With 2024 ending on a high note, recording the highest-ever export revenue of US $ 16.1 billion, plans are in motion to increase this figure to US $ 18.2 billion in 2025. The 2024 export earnings reflect a 7.06 percent growth compared to 2023. The previous record was set in 2018, when the export revenue, including merchandise and services, reached US $ 15.72 billion.

The 2030 target is outlined under the new government’s policy ‘A Thriving Nation – A Beautiful Life’. Dissanayake announced the goal at the Export Development Council of Ministers meeting held yesterday at the Presidential Secretariat.

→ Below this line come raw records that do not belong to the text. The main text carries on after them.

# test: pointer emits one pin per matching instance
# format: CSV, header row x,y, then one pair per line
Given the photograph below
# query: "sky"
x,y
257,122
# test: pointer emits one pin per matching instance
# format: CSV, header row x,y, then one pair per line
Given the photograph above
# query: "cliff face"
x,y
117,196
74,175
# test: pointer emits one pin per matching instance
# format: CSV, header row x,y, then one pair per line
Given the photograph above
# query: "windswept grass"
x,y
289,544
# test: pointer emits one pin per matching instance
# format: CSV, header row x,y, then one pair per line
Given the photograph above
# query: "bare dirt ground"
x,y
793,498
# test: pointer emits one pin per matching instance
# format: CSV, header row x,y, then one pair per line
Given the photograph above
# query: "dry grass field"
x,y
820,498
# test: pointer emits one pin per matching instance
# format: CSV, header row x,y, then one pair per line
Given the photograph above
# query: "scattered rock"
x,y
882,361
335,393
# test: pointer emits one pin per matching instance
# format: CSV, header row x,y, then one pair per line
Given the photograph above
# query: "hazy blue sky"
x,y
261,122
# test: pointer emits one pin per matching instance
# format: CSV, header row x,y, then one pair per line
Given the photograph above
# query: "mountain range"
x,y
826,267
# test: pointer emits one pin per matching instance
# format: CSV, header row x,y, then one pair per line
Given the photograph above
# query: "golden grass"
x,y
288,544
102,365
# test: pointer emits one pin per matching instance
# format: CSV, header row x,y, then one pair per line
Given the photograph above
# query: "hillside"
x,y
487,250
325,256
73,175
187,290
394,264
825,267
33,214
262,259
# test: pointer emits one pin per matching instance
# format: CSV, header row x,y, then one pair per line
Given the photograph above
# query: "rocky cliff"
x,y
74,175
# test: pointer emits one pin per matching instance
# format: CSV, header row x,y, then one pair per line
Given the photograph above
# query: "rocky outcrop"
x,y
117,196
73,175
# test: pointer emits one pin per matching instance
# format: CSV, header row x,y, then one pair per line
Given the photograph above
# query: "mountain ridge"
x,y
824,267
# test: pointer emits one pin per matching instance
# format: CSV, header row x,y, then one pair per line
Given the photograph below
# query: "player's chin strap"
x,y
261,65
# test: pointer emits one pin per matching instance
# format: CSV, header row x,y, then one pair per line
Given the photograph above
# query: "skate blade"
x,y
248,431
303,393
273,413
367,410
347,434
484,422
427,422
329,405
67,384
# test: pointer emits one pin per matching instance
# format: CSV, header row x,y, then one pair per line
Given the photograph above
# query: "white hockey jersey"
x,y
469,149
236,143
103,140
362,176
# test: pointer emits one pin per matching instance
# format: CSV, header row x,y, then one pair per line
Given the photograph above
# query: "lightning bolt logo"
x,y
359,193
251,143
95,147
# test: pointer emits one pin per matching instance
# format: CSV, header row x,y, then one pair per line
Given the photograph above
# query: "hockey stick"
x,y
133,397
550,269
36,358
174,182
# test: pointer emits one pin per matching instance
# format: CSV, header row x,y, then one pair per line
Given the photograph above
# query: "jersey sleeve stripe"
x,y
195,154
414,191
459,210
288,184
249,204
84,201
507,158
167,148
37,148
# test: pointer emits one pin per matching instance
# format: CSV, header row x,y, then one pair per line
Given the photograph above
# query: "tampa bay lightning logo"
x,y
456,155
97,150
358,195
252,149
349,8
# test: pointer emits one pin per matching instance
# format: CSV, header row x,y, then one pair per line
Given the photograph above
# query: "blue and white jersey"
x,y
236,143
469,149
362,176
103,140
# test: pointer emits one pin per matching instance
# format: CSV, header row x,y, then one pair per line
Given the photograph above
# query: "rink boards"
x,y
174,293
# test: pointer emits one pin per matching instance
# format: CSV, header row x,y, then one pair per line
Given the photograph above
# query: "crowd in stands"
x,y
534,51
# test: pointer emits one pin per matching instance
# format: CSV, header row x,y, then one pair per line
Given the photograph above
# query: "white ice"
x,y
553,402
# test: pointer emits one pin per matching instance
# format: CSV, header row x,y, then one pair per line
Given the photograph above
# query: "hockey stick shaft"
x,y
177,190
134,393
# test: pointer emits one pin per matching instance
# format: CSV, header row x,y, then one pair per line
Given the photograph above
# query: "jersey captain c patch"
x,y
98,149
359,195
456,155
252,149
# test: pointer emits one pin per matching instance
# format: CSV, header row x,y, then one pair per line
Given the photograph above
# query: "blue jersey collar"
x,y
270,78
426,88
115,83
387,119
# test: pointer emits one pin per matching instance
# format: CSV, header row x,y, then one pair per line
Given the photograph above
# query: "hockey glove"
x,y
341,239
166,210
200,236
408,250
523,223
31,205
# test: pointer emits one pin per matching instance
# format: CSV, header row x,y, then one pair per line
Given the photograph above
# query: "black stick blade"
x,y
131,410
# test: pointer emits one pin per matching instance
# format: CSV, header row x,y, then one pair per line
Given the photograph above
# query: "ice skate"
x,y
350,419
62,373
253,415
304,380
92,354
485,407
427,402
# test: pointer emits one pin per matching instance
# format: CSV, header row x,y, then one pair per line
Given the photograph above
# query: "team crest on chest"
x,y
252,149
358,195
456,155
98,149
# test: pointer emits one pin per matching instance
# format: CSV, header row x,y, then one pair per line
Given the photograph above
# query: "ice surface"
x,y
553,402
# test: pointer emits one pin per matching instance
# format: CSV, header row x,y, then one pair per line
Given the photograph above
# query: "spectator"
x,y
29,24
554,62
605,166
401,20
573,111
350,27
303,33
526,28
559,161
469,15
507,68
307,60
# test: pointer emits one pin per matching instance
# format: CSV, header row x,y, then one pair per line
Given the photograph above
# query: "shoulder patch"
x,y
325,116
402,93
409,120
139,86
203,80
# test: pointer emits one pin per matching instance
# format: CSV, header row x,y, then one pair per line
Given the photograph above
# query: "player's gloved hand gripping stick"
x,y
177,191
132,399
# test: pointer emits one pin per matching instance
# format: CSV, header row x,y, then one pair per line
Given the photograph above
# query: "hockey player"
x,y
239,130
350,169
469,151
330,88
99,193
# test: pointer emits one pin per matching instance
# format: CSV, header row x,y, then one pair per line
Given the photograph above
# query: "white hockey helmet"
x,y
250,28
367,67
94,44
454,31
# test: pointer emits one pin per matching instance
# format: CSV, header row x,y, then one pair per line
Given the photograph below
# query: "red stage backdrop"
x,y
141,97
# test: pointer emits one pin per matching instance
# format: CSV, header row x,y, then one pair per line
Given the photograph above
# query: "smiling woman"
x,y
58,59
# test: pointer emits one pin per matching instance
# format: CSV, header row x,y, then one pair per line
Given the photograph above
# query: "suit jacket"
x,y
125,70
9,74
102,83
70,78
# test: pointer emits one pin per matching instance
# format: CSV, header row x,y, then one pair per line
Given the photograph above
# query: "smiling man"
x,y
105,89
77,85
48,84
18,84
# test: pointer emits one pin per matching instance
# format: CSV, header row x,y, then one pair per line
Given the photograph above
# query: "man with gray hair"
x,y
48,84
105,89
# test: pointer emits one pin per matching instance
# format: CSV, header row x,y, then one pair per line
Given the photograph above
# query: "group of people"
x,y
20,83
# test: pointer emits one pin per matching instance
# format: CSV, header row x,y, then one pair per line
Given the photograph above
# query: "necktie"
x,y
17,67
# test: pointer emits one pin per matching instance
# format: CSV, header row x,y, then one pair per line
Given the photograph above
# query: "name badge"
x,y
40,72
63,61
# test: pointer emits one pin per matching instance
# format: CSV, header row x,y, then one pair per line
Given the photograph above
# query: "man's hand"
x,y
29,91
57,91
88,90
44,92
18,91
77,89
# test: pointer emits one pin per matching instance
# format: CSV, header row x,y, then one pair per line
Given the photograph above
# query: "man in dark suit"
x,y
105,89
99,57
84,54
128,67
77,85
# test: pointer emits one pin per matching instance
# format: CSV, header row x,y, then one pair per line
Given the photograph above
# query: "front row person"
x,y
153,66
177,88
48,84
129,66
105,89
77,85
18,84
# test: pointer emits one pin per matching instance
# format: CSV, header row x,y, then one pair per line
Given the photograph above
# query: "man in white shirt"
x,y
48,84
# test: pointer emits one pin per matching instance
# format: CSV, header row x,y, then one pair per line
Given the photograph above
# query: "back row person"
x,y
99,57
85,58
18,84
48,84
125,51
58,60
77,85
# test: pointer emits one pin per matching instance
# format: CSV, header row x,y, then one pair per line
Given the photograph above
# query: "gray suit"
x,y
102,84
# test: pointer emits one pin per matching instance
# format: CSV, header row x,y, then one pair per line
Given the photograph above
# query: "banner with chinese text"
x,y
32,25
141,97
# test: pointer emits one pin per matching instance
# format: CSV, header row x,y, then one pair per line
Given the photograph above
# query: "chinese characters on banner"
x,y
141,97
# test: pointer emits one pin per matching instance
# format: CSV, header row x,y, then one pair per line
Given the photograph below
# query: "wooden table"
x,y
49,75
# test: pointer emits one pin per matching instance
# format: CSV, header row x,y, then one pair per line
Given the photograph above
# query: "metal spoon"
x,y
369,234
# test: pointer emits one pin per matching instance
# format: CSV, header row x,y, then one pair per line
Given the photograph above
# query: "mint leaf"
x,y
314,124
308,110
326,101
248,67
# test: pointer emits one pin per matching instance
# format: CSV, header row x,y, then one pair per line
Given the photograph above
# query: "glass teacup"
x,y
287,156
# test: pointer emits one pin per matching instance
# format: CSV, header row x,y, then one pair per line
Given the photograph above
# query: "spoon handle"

The meeting marked the resumption of the council’s activities after a 28-year hiatus.

The council comprises representatives from key ministries, including Trade, Shipping, Plantations, Agriculture, Industry, Textiles, Fisheries, Finance, Foreign Affairs, Supply Chain and Rural Development. Its primary mandate is to enhance Sri Lanka’s global competitiveness by formulating and implementing national export development policies and programmes.

Discussions at the meeting emphasised the importance of strengthening domestic production and transitioning to an export-driven economy, according to a statement released by the President’s Media Division.

To meet the ambitious export targets, the officials asserted the need to leverage the island nation’s strategic location, skilled human resources and abundant natural assets to develop a sustainable industrial growth plan. Priorities highlighted during the discussions included revitalising struggling domestic manufacturing industries, enhancing the competitiveness of export sectors, promoting the services industry and capturing global markets through innovative strategies.

Additionally, the meeting focused on attracting foreign direct investment under a national framework, creating a conducive environment for new investments, reducing production costs and ensuring the availability of essential infrastructure and resources.

Among the decisions taken was the introduction of renewable energy sources to lower costs in the export industry. A programme will also be launched to encourage exporters to adopt modern technology, improving cost efficiency while conserving electricity.

Efforts will be made to utilise the cess fund to implement programmes targeted at entrepreneurs and investors to achieve export objectives. Furthermore, the government will prioritise the export of locally manufactured electronic equipment and devices, with discussions underway to provide customs duty concessions on raw material imports for this purpose.

Attention will also be given to the digitalisation of data systems within the export industry, alongside increasing bank guarantee limits to incentivise service exports.